Shelley Ann Jackson
That Dreaded Word ‘Style’: Thoughts on Guiding Students to Find their Own Visual Languages
Often, the books that stick with us from childhood into adulthood resonate an interest, experience, character, or even place that made us feel that somehow, this story was our story, too. These connections are built through text and illustration, carefully crafted to communicate to the reader. Yet, many students enter postgraduate children’s book illustration education with one clear goal: finding a ‘style,’ as if this is the key to a successful illustrated book. Our aim as educators is to guide them away from this narrow outward search and instead towards an expansive inward exploration of their own interests, vulnerabilities, and strengths. Ultimately, we strive for students to leave our course with more than just a consistent, aesthetically pleasing style but rather, a visual language that communicates each artist’s unique viewpoint, so they can meet young readers in a place of authenticity and build connections through their own stories.

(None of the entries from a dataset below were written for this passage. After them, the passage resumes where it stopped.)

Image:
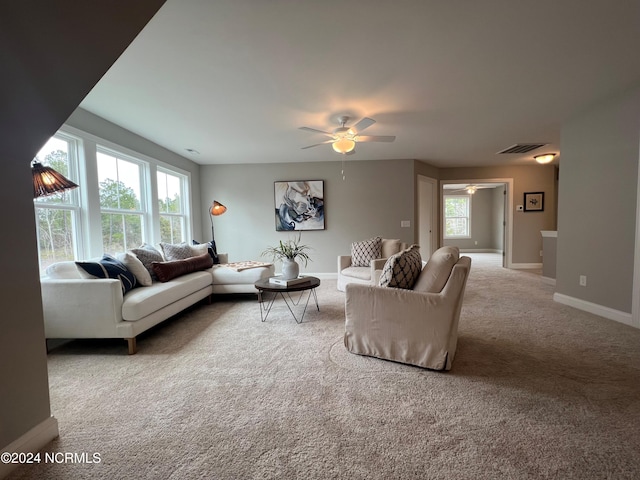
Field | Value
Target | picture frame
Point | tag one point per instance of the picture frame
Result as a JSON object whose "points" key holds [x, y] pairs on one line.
{"points": [[299, 205], [534, 201]]}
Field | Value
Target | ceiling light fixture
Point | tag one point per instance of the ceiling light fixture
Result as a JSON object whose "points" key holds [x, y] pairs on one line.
{"points": [[344, 145], [544, 158]]}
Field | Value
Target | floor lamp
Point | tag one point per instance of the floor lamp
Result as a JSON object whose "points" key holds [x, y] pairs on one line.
{"points": [[216, 209], [46, 181]]}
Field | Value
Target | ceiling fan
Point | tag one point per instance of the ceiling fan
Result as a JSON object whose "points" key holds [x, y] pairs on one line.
{"points": [[343, 139]]}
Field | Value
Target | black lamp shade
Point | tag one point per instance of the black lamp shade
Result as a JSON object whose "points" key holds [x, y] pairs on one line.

Shelley Ann Jackson is an associate professor and course leader of the world-renowned MA in Children’s Book Illustration at Cambridge School of Art, Anglia Ruskin University. She is an award-winning illustrator, designer and author of children’s picturebooks. Shelley is a graduate of both the prestigious MFA Illustration as Visual Essay at the School of Visual Arts and the MFA Writing for Children & Young Adults at Vermont College of Fine Arts. She lives in Cambridge, England with her author-illustrator and frequent collaborator husband, their creative teenage daughter, two silly dogs, and one frisky horse.